Judgment date: 21 August 1980.

Dr. G.W. Beck (Member)

My colleague, Dr. Gerber, has set out the facts in this reference and the point at issue is the classification of a telephone connection fee paid by a taxpayer carrying on business as revenue expenditure or capital expenditure. As stated by Menzies J. in
F.C. of T. v. Hatchett 71 ATC 4184 the classification depends on the economic characteristics of the expenditure, but classification on this basis is by no means easy or unambiguous.

2. The accountants are the functionaries most frequently required to distinguish capital and revenue items and they have tended to make the distinction on the basis of the speed of turnover of the asset acquired as a result of the expenditure. Expenditure on items that are ``consumed'' in the business, or are resold, during one operating cycle or during the year for which accounts are being prepared is invariably regarded as ``revenue'' expenditure and other expenditure is capital. For example, the raw materials that are used up in production are a revenue charge against production, but raw material purchases are capitalised as ``stock on hand'' at acquisition and remain capital until sold or used in production. I do not know what Menzies J. meant by ``economic sense'' when in Hatchett's case he said expenditure was capital ``when it is expended to obtain what can properly be described as capital in the economic sense'', but I think it not unreasonable to assume he meant no more than that ``capital'' equated to the value in exchange or use of the assets that one holds at a specified point. To the accountant, of course, an asset is an economic benefit as yet not used up. An economic benefit is one that is either directly or indirectly exchangeable for money. Using the Hatchett principle, therefore, and the definitions of the accountants, capital expenditure is that which results in a taxpayer acquiring a benefit (assets) that is not used up (consumed) in the tax year under consideration.

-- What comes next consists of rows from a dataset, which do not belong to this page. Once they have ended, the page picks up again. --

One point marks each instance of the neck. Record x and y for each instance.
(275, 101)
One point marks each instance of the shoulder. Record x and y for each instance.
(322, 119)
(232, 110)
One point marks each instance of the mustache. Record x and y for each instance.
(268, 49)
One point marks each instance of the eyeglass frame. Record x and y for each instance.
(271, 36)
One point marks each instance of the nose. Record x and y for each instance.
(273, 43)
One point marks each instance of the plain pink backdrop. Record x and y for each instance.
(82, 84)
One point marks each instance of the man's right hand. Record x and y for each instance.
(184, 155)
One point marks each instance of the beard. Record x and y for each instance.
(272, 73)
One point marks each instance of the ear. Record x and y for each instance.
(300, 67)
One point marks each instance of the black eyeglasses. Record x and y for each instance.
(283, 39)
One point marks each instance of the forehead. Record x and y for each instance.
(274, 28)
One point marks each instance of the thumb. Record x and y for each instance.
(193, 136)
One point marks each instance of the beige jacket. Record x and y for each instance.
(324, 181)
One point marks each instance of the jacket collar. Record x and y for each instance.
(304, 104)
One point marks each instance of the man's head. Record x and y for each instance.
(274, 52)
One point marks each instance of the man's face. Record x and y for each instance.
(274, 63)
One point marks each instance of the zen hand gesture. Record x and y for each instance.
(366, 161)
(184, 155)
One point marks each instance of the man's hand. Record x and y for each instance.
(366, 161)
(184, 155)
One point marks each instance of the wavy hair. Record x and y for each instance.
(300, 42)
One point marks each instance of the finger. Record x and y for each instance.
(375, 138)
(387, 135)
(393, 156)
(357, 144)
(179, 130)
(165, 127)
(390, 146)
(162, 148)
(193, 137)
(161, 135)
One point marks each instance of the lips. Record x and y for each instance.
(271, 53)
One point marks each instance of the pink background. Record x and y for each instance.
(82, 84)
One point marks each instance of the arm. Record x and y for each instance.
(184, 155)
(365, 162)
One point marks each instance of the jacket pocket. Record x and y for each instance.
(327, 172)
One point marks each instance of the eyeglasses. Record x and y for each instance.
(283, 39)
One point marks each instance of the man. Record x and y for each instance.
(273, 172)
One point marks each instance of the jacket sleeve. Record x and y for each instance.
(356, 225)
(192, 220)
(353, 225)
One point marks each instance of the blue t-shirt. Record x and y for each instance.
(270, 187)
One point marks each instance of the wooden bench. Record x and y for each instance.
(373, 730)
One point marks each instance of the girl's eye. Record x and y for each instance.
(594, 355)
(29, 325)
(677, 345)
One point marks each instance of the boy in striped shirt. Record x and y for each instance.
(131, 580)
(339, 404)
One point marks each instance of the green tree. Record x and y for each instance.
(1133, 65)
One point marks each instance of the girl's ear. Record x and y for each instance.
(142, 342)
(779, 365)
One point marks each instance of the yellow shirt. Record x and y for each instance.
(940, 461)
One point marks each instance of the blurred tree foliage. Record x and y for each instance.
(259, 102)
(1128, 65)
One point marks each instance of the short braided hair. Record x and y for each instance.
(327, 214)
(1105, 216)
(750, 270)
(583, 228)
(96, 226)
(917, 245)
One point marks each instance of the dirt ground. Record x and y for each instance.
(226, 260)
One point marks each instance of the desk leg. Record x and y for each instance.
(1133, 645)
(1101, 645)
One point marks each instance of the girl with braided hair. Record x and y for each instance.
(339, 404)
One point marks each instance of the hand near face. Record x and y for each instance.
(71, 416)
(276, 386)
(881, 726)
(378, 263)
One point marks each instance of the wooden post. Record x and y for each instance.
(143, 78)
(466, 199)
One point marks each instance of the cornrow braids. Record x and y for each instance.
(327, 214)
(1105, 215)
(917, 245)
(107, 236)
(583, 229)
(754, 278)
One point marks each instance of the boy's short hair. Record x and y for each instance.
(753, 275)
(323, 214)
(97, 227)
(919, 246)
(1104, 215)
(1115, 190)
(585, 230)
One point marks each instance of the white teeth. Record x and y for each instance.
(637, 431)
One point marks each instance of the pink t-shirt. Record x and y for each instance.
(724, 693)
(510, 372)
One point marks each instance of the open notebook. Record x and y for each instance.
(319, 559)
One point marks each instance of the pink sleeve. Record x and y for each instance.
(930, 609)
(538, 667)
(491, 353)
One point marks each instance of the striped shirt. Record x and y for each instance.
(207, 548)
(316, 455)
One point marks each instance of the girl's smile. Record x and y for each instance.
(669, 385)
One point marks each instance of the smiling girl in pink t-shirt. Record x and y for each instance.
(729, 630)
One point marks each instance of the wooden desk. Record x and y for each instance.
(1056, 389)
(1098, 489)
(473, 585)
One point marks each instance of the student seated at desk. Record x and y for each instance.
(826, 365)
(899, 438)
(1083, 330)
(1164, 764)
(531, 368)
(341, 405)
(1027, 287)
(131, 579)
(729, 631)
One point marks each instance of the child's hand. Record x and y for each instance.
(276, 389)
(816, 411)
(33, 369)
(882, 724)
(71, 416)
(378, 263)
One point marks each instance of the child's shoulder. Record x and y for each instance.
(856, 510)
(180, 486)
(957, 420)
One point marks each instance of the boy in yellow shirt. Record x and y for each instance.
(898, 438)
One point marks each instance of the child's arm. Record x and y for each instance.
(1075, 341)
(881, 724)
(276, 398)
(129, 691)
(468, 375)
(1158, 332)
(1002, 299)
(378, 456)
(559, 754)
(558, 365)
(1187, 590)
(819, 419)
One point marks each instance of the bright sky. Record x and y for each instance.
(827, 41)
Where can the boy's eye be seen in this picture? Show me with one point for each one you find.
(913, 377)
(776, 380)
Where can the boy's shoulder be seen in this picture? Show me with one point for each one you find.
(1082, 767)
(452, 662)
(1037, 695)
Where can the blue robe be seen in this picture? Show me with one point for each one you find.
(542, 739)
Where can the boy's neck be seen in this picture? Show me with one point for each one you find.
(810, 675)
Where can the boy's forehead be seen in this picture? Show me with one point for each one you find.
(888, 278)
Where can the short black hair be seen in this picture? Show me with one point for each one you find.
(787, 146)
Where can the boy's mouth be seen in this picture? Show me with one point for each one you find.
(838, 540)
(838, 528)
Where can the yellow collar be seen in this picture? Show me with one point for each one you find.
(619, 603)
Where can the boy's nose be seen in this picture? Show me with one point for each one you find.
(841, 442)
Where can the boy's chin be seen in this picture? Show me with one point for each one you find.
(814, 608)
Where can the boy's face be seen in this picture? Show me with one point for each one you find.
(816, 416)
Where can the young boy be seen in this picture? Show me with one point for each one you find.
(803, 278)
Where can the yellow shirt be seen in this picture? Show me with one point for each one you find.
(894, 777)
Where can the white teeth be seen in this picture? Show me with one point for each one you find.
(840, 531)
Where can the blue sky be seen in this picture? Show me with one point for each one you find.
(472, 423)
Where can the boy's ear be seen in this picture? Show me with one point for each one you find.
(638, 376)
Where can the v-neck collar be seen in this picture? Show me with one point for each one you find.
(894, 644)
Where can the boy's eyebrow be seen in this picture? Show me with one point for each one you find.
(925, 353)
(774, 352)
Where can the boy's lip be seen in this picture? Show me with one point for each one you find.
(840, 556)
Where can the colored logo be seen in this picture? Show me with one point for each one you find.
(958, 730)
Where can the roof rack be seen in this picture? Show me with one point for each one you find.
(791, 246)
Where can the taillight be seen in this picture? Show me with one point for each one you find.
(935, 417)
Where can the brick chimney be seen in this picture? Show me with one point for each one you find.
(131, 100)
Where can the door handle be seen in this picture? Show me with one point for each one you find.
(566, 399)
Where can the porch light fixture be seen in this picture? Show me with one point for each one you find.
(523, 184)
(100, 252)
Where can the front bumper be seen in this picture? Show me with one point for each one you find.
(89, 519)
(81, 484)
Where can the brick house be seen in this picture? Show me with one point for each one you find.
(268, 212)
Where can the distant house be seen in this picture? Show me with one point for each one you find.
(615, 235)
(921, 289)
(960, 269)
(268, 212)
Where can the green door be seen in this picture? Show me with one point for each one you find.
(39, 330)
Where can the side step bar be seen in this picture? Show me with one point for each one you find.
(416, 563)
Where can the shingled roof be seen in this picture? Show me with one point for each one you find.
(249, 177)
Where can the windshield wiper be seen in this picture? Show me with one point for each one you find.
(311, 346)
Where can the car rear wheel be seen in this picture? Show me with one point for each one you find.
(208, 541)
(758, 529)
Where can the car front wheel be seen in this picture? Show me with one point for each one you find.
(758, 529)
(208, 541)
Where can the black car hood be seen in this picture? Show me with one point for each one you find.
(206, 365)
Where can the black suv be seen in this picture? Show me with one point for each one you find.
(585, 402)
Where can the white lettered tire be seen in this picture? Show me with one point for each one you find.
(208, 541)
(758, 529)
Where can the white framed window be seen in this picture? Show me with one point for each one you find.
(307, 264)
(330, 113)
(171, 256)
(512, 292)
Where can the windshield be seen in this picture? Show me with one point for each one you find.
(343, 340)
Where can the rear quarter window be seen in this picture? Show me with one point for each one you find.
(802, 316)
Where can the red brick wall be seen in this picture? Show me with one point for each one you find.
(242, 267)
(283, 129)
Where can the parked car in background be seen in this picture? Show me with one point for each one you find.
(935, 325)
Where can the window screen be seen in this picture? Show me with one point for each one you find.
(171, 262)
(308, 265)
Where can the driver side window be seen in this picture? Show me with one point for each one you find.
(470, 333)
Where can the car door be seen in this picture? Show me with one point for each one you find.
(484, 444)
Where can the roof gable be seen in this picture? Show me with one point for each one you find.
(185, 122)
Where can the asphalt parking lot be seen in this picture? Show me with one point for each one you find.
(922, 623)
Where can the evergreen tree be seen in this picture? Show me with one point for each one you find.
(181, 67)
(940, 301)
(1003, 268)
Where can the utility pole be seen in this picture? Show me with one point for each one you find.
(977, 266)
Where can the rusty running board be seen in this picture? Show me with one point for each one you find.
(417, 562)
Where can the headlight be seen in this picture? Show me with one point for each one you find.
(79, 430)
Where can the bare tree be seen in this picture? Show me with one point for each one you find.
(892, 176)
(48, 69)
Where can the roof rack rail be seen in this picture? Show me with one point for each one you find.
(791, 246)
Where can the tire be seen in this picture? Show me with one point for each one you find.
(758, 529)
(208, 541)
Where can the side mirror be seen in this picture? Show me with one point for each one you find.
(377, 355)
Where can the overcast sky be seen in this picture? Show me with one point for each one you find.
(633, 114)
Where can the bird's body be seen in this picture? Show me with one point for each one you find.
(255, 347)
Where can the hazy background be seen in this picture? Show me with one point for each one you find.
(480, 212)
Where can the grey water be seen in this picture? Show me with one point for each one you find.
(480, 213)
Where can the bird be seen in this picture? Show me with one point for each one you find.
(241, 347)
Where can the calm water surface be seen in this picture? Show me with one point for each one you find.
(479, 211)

The reality is, that all expenditure is capital, but some is quickly - or even instantaneously - transformed into revenue expenditure by being used up in the process of trying to generate more capital (i.e., more assets) or, in the case of individuals, in the process of spending on food, clothing and so on.

3. When one asks how a telephone connection fee is to be classified in the light of this, one is in effect asking: has the asset arising from the fee been used up in the course of the year or does it remain at the end? And the answer to this question is obvious - the benefit remains, its economic aspect reflected in the fact that the connection will continue without the need for the outlay of further moneys, and it thus represents an item of capital.

4. I confirm the Commissioner's assessment.